This article was published in the Metro on 28th November.
According to 19th century scientists, if a frog is placed in tepid water that is very gradually heated to boiling point, although it’s physically capable of jumping out of the water, the frog does not. It strikes me that all too often this is how we are at work: the temperature of our respective professional environments is heating up around us – we stay late, we answer emails early, we miss kids’ bed times, and the water is boiling. But most of us just don’t jump.
So, when I saw the news about the Goldman Sachs initiative of providing emergency nanny cover for employees with sick children, I initially thought it was a great idea. It seemed like a good way of turning down the heat on working parents and making life a bit easier. However, the more that I thought about it, the more I started to worry – because what the initiative actually does is downplay the importance of parenthood. The message that I took from it was that an ill child should not interfere with the regular working day – work should come first. This despite recent research by CIPHR revealing that 75% of working parents experience stress and anxiety when trying to implement a work-life balance.
If companies could stop thinking about monitoring working hours and start assessing work impact instead, then as a workforce would all be happier, healthier, smarter and wealthier. This seems as old-fashioned as the 19th century frog scientists, and it’s counterproductive – neither good for the workspace, nor the children. Surely what we should be doing is creating structures that allow for parental flexibility, and the ability to ensure sick children are not simply outsourced to a stranger. Last week I was on a Skype call with a client based in Copenhagen. As the time approached 5pm, they said that they’d like to end the call as it was getting late and they all wanted to have dinner with their children. I was amazed, struck by the fact that none of them apologised for it – they simply stated that they were heading home to their families. What really stood out was that they were all men.
Thinking about the Goldman Sachs emergency childcare coverage, I later asked one of them what he would do if his child was sick. He answered immediately that either he or his wife would work from home that day. I pushed further to see if he felt he would be letting down his team, or that his work would suffer because he was choosing to work remotely and take care of his child – he genuinely could not understand the question. In the UK, we are too often worried that we’ll get it wrong. But thankfully, there are changes that seem to be taking place. Time-wise, the organisation behind the Part Time Power List initiative, is celebrating organisations that are battling the culture of ‘presenteeism’, and allowing men and women the flexibility they need.
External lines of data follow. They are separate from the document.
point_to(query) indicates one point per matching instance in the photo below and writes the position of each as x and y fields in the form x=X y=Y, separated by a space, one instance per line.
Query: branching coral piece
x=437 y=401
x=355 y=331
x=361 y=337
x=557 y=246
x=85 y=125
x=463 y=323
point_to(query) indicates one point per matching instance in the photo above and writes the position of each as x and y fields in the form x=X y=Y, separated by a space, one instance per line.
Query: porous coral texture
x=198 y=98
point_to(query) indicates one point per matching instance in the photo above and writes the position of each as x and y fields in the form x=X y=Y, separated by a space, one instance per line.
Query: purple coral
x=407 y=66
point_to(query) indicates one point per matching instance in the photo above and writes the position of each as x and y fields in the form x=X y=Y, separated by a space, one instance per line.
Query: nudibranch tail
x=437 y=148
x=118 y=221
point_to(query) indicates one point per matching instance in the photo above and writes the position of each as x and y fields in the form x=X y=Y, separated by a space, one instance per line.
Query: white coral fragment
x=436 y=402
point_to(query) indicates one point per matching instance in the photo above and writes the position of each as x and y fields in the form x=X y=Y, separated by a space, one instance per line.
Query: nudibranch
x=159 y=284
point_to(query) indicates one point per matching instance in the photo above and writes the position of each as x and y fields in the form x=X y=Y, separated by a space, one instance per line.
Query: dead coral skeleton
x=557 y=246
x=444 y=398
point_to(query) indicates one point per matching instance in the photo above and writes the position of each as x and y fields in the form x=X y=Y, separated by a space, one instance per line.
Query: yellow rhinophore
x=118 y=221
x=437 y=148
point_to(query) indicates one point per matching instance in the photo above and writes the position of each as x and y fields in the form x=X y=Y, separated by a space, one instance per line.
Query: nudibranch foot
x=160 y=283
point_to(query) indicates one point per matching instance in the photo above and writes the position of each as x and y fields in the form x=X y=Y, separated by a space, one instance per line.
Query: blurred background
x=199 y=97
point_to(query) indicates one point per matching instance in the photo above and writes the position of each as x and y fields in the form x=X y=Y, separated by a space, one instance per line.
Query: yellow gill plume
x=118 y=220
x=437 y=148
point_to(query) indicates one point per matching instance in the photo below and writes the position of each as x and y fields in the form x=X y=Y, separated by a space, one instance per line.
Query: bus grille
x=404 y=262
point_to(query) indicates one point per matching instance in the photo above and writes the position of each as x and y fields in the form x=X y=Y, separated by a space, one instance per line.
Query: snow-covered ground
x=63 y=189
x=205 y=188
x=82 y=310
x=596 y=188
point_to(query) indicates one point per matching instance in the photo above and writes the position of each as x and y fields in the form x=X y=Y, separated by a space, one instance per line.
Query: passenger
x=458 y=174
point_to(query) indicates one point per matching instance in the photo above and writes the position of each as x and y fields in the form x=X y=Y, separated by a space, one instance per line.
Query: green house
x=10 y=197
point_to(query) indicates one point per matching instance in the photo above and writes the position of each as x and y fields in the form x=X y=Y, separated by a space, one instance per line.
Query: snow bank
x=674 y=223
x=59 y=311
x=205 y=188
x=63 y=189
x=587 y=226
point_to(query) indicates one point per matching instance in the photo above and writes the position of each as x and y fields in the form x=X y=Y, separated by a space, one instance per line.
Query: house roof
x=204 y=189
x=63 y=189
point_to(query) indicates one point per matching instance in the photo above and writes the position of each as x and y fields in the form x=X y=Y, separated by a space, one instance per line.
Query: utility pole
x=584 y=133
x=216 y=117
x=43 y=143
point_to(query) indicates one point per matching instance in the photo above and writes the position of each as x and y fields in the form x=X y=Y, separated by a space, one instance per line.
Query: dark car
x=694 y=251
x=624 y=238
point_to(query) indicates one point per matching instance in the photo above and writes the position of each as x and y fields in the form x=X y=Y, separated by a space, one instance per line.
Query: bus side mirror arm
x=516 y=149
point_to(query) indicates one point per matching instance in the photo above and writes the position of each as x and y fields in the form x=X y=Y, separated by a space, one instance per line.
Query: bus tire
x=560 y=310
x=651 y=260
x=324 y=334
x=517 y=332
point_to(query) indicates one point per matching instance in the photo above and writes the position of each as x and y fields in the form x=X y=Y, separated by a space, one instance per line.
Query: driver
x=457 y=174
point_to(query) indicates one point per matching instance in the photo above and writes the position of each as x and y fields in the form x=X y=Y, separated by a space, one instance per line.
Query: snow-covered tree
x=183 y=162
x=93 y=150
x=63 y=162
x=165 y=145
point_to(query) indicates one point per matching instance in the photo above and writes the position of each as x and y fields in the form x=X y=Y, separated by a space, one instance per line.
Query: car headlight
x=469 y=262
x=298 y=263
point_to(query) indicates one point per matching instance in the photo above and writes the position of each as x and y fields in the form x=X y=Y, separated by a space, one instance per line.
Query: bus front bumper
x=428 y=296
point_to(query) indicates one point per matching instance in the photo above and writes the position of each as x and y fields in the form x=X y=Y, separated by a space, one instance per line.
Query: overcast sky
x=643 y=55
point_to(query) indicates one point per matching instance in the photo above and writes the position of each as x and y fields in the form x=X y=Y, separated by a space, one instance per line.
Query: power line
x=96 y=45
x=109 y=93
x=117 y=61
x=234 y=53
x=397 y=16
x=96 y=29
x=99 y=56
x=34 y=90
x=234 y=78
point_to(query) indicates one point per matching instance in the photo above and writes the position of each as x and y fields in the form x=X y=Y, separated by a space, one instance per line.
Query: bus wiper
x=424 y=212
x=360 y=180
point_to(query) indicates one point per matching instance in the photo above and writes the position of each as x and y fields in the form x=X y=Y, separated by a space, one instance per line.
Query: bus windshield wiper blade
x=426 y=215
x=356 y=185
So while I applaud Goldman Sachs for attempting to shake off its ‘bleed to succeed’ image by implementing initiatives like this – along with adding payment for IVF and gender reassignment costs to its benefits plan – I’d be more impressed to see systematic changes in the City and beyond for working parents, in order to reduce anxiety and stress. If companies could stop thinking about monitoring working hours and start assessing work impact instead, then as a workforce would all be happier, healthier, smarter and wealthier.
Productivity has nothing to do with being chained to a desk; technology allows us all to work in a way that fits the demands of the 21st century.